After five trial Harbour Days in Frederiksted last month, the organizer of the event has deemed the idea "premature."
Harbour Days was to be an offshoot of the successful Harbour Night, where vendors, artists and bands present their talents to cruise ship passengers in a night time street fair. The daytime version, however, encountered opposition from taxi drivers and merchants in both Frederiksted and Christiansted.
Hugh Dalton, owner of the public relations firm Dalton Associates and the promoter of Harbour Nights, said that while the Harbour Days idea is a good one, there needs to be at least two ships in port to make it viable.
Without the extra, or larger, ships, Dalton said it is "too premature to divide up the pie among the vendors."
Dalton was referring to vendors who set up there booths at the clock tower in Frederiksted. They were the most vocal opponents of Harbour Days because they would have had to pay to set up shop in the Harbour Day area along the waterfront.
The clock tower vendors had enlisted the help of Sen.
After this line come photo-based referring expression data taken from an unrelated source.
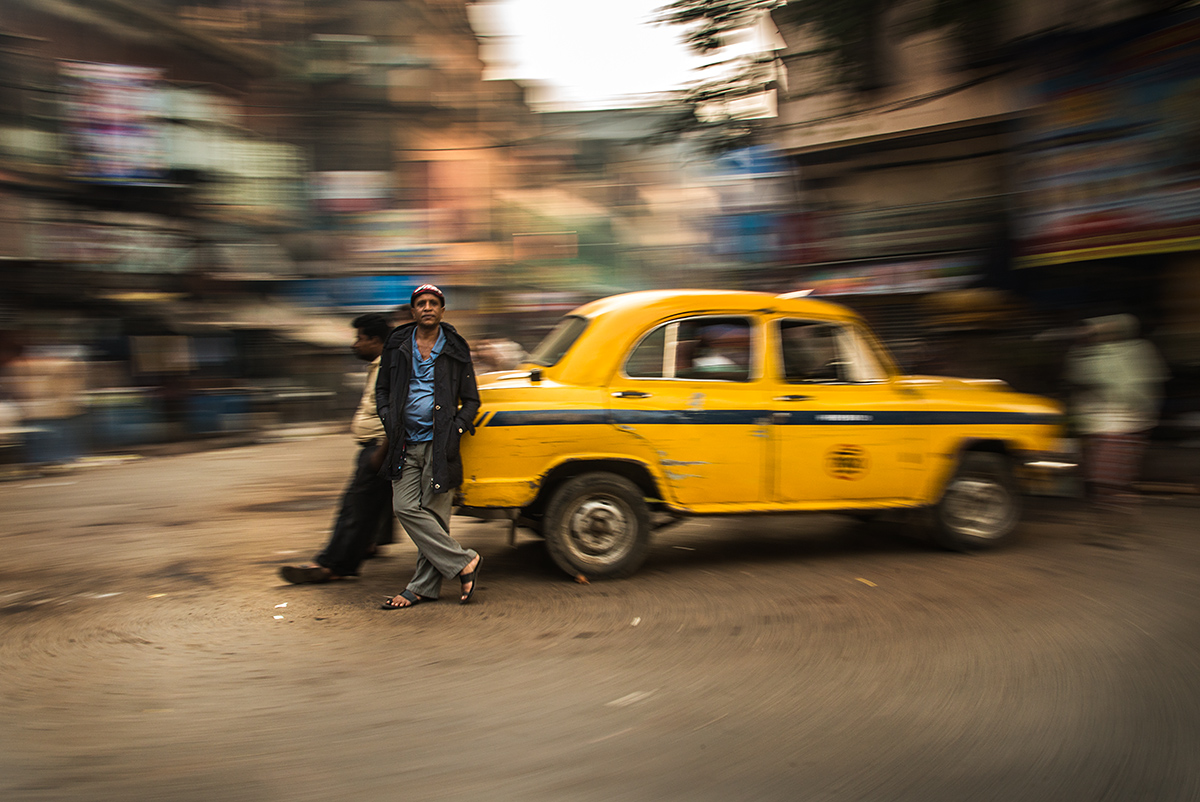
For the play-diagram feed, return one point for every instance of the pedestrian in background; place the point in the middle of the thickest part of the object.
(1117, 381)
(427, 399)
(365, 518)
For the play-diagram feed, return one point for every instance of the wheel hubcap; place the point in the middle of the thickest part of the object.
(978, 508)
(599, 527)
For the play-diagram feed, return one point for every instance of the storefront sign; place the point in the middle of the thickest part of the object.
(1110, 165)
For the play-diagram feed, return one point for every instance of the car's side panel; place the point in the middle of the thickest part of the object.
(526, 432)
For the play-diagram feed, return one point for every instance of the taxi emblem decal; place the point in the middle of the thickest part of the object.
(846, 462)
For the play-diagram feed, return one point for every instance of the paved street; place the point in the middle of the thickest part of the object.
(148, 651)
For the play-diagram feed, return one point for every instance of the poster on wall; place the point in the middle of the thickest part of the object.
(113, 123)
(1110, 162)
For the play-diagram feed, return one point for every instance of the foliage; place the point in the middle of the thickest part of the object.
(712, 21)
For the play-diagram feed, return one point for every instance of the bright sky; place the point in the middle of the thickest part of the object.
(589, 53)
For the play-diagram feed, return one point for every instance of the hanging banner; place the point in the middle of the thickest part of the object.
(113, 121)
(1110, 163)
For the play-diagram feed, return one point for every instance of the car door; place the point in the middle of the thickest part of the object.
(693, 389)
(841, 430)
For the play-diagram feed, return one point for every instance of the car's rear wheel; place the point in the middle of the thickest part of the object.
(598, 525)
(981, 506)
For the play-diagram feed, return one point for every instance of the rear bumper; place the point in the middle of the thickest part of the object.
(1050, 473)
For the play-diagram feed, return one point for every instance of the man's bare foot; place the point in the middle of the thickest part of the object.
(406, 598)
(309, 574)
(467, 576)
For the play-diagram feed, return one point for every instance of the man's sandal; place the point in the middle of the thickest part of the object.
(408, 596)
(307, 574)
(473, 578)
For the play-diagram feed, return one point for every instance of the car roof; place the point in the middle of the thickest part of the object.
(616, 321)
(672, 301)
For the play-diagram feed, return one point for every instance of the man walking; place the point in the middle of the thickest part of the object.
(1119, 381)
(365, 518)
(427, 400)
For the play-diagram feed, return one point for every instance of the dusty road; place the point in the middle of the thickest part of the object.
(147, 654)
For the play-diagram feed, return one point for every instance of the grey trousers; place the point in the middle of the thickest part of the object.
(425, 516)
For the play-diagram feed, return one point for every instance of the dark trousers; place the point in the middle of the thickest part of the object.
(365, 519)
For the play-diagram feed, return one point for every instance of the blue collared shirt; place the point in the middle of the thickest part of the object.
(419, 410)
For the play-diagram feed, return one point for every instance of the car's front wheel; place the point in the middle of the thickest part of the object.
(981, 504)
(598, 525)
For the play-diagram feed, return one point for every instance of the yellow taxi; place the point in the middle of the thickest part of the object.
(642, 408)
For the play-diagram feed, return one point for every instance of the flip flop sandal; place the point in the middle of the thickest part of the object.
(473, 578)
(412, 598)
(305, 574)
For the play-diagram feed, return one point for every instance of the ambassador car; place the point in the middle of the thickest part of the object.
(647, 407)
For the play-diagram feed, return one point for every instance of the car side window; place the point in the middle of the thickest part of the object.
(820, 352)
(714, 348)
(646, 359)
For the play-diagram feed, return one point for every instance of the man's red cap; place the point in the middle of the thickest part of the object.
(431, 289)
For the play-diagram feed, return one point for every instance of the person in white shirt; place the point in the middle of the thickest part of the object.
(1117, 382)
(366, 508)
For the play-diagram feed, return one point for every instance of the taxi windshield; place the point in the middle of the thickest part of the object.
(559, 340)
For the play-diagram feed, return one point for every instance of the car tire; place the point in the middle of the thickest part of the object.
(981, 506)
(598, 525)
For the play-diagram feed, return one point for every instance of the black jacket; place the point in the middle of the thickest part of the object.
(455, 402)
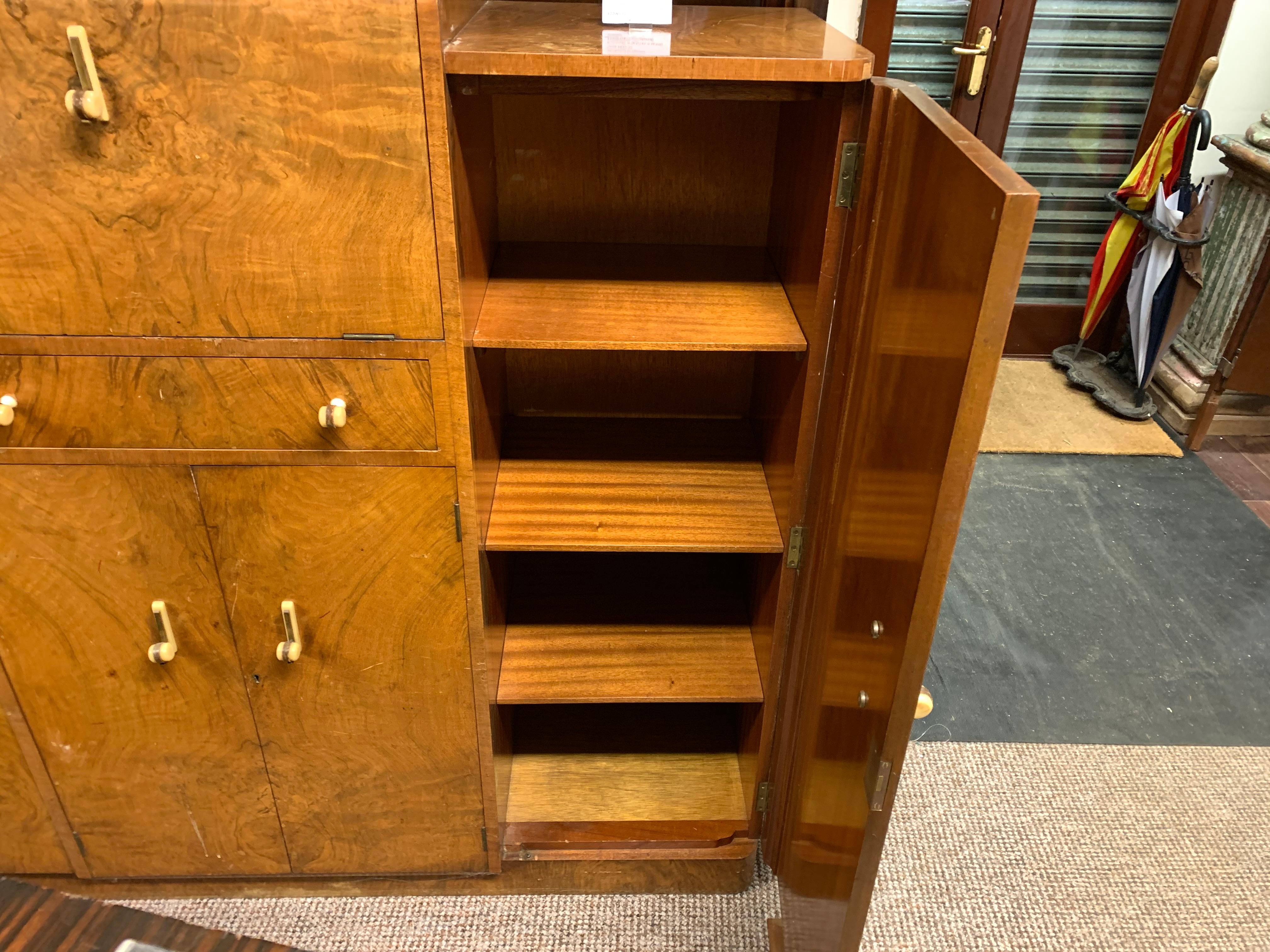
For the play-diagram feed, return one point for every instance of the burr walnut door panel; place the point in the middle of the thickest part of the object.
(158, 767)
(263, 172)
(370, 734)
(28, 842)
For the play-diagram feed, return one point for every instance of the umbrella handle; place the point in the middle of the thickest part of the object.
(1206, 76)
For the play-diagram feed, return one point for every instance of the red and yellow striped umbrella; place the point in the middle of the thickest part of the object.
(1163, 161)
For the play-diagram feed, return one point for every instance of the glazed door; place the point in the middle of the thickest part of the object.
(935, 256)
(238, 187)
(370, 734)
(158, 766)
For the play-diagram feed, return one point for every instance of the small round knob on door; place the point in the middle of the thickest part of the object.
(335, 414)
(925, 704)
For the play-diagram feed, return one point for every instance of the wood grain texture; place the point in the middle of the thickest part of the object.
(44, 784)
(632, 171)
(632, 88)
(788, 44)
(369, 737)
(35, 920)
(30, 842)
(890, 487)
(583, 629)
(661, 786)
(632, 485)
(629, 382)
(126, 403)
(158, 766)
(239, 188)
(652, 873)
(639, 298)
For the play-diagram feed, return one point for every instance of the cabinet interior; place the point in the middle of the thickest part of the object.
(642, 286)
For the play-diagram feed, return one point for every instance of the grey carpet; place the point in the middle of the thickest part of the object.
(1104, 601)
(994, 847)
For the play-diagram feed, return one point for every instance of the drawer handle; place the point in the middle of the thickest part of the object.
(335, 414)
(166, 649)
(290, 649)
(88, 102)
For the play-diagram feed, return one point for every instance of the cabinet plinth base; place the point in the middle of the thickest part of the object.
(728, 874)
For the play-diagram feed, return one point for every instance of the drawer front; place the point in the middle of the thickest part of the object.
(216, 403)
(263, 173)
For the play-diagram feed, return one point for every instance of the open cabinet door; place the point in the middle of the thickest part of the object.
(940, 234)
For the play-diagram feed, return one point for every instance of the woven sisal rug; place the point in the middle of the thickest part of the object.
(1036, 411)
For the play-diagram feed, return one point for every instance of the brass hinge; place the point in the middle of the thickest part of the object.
(877, 784)
(794, 558)
(848, 174)
(764, 796)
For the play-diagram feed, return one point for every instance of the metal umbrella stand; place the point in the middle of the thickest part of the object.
(1154, 271)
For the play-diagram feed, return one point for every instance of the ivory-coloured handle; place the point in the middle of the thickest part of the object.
(166, 649)
(925, 704)
(290, 649)
(1206, 76)
(335, 414)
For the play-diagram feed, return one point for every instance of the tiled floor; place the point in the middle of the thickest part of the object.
(1244, 465)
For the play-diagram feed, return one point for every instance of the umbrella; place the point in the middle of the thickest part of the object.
(1161, 166)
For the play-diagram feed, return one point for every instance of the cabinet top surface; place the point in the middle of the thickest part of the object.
(523, 38)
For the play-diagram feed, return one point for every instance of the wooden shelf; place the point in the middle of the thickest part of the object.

Alicia "Chucky" Hansen, who assailed Dalton’s efforts at starting the daytime event. In a Dec. 17 letter to Acting Tourism Commissioner Monique Sibilly Hodge, Hansen said that Dalton was acting "irresponsibly."
"Since the inception of Harbor Day, it appears to have an effect on the business community," Hansen wrote. "The establishments of Christiansted and Frederiksted have been badly affected. It needs to be understood that tourism related businesses are adversely affected also. The Taxi Association is disillusioned by the actions of Mr. Dalton."
While Dalton conceded that not everyone was happy with his brainchild, he said his primary goal was to enhance the status of St. Croix, and particularly Frederiksted, as a cruise ship port of call.
"What we found out was there was merchant competition in Frederiksted and Christiansted and the taxis made less money because they weren’t taking people to Christiansted," Dalton said. "My objective was for St. Croix to have a good first impression, create more business in Frederiksted and create an identity for St. Croix over the other islands."
And Dalton denied accusations that he was making a undue amounts of profit from his Harbour Day endeavor, saying that the negative reaction to the idea was akin to "shooting the messenger." He said promoter’s fees for the daytime event cost six times that of Harbour Night.
"To be honest, this was for my love of Frederiksted and the vendors," he said. "If we get more ships in, we all make more money."